From our filed comment:
As we grapple with the jury verdict in Hermes Int’l v. Rothschild 2, it is important to remember that both the unfavorable jury verdict, and Judge Racoff’s Opinion dismissing parties’ Cross Motions for Summary Judgment leading up to it3, are the result of the particular facts in this case. In his instructions to the jury, Judge Racoff recaps that the case at hand involves more than a word mark BIRKIN in standard characters; it involves the distinctive shape and appearance of the iconic Birkin bag4. According to Racoff, “… it is undisputed that Mr. Rothschild marketed certain NFTs under the heading ‘MetaBirkins’ and that these NFTs were associated with digital images of fur-covered Birkin bags.”5
Indeed, unlike NFT collections that may utilize brand names in their project title, Rothschild’s creations featured the easily-recognized bag, alongside Hermes’s trademark. However, while consumer confusion seems likely in such circumstances, the jury’s decision to deny Rothschild protections afforded under the First Amendment must necessarily stem from more than a finding of likelihood of confusion. As Judge Racoff states: “Given that, Mr. Rothschild is protected from liability on any of Hermes’ claims unless Hermes proves by a preponderance of the evidence that Mr. Rothschild’s use of the Birkin mark was not just likely to confuse potential consumers but was intentionally designed to mislead potential consumers into believing that Hermes was associated with Mr. Rothschild’s MetaBirkins project.”6 The jury, it appears, is convinced that the artist has intentionally misled potential consumers.
This point is important. Despite the knee-jerk reactions of several well-intentioned online publications7, here, the reason why Rothschild cannot rely on his First Amendment rights to shield him from liability has nothing to do with whether the MetaBirkin NFTs qualify as art. In fact, Judge Racoff notes that, “It is undisputed, however, that the MetaBirkin NFTs, including the associated images, are in at least some respects works of artistic expression, such as, for example, in their addition of a total fur covering to the Birkin bag images.”8 Rothschild’s NFTs are works of artistic expression, but the expectation of the relative consumer viewing the title of the collection and the image embedded in the NFT side by side, is simply too far skewed towards “I am looking at a Birkin.”
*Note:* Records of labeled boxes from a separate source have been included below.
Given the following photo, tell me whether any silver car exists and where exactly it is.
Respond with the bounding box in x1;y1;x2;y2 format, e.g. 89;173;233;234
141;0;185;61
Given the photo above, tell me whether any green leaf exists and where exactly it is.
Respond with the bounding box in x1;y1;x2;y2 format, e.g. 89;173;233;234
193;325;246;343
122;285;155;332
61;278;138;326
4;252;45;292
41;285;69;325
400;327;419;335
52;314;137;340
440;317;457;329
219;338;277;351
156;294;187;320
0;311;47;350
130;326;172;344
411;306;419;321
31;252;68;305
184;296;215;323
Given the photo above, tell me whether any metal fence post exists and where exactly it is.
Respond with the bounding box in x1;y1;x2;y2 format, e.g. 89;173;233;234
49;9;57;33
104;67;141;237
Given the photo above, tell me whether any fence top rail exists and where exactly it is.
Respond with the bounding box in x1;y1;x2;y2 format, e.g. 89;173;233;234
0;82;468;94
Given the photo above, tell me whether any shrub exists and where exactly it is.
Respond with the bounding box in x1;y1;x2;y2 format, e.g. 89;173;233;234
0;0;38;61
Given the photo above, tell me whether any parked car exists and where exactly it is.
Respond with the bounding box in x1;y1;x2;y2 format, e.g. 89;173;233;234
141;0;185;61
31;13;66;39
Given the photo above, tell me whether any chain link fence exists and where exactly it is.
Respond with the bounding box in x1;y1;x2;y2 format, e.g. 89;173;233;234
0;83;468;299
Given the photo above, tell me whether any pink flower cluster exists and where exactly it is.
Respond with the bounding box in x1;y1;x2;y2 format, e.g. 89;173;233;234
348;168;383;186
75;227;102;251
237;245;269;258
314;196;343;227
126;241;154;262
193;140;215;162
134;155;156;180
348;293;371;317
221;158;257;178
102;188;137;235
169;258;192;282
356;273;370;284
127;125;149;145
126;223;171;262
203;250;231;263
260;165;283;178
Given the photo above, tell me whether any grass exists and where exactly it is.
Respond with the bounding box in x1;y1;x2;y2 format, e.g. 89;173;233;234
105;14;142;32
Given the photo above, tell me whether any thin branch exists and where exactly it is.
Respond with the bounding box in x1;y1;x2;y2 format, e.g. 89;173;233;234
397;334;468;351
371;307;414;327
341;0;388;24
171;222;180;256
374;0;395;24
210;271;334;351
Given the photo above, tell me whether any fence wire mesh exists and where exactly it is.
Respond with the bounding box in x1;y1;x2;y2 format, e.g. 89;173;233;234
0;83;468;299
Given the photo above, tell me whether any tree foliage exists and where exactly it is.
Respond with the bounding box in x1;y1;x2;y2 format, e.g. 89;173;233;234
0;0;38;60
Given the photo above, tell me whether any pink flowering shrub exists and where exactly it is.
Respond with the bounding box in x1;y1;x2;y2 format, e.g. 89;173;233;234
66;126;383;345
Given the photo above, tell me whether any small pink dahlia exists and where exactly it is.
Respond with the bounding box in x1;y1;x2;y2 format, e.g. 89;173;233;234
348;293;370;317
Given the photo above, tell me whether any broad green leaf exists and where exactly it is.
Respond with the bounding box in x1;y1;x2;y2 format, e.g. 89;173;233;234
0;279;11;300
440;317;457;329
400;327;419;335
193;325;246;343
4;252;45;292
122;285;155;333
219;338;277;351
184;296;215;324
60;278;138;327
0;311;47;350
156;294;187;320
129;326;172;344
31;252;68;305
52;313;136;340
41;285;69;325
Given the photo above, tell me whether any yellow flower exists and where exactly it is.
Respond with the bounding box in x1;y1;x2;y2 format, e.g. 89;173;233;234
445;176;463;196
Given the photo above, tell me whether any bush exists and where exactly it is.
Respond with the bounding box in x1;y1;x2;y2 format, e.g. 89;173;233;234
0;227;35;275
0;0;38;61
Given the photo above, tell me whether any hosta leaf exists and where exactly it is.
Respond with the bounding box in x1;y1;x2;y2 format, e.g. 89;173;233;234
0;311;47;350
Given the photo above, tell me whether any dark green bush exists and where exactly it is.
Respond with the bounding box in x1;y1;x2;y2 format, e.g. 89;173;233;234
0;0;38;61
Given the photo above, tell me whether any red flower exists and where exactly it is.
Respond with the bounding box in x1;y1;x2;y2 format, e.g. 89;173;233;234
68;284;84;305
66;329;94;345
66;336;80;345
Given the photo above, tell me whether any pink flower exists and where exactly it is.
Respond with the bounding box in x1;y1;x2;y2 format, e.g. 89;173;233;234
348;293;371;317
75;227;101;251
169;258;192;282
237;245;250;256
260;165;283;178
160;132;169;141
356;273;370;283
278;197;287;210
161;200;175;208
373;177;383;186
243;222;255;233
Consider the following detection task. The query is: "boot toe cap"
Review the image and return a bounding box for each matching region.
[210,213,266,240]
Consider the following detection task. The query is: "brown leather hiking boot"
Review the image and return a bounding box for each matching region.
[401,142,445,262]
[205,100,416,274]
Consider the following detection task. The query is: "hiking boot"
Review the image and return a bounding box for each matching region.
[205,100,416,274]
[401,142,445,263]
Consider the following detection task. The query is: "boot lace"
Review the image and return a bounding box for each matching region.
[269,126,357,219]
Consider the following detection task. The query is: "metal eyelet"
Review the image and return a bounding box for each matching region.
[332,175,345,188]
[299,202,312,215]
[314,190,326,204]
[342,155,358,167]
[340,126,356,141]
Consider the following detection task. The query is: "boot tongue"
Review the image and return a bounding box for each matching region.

While Hermes Int’l v. Rothschild will be instructive under similar circumstances, brand owners’ rights and creators’ obligations will need to be determined on a case by case basis, with a highly fact-based, consumer-sophistication and creator-intent-focused likelihood of confusion inquiry remaining central to the determination.
1 Hermes Int’l v. Rothschild, 1:22-cv-00384 (S.D.N.Y.).
2 See id.
3 See Opp. and Order Den. Cross-Mot. for Summ. J., at 26, Hermes Int’l v. Rothschild, 1:22-cv-00384 (S.D.N.Y.).
4 See Ct.’s Instructions of Law to the Jury, at 15, Hermes Int’l v. Rothschild, 1:22-cv-00384 (S.D.N.Y.).
5 Id. at 14.
6 Id. at 21.
7 See, e.g., Zachary Small, Hermès Wins MetaBirkins Lawsuit; Jurors Not Convinced NFTs Are Art, The New York Times, February 8, 2023; https://www.nytimes.com/2023/02/08/arts/hermes-metabirkins-lawsuit-verdict.html; see also, Cam Thompson, Hermès Wins Trademark Lawsuit Against MetaBirkins NFTs, Setting Powerful Precedent for NFT Creators, coindesk.com; https://www.coindesk.com/web3/2023/02/08/hermes-wins-trademark-lawsuit-against-metabirkins-nfts-setting-powerful-precedent-for-nft-creators/ (dangerously oversimplifying the matter, Coinbase goes so far as to state that, “The jury also decided the NFTs were not protected under the First Amendment of the U.S. Constitution, as Rothschild’s lawyers had argued during the trial.”).
8 See Ct.’s Instructions of Law to the Jury, at 21, Hermes Int’l v. Rothschild, 1:22-cv-00384 (S.D.N.Y.).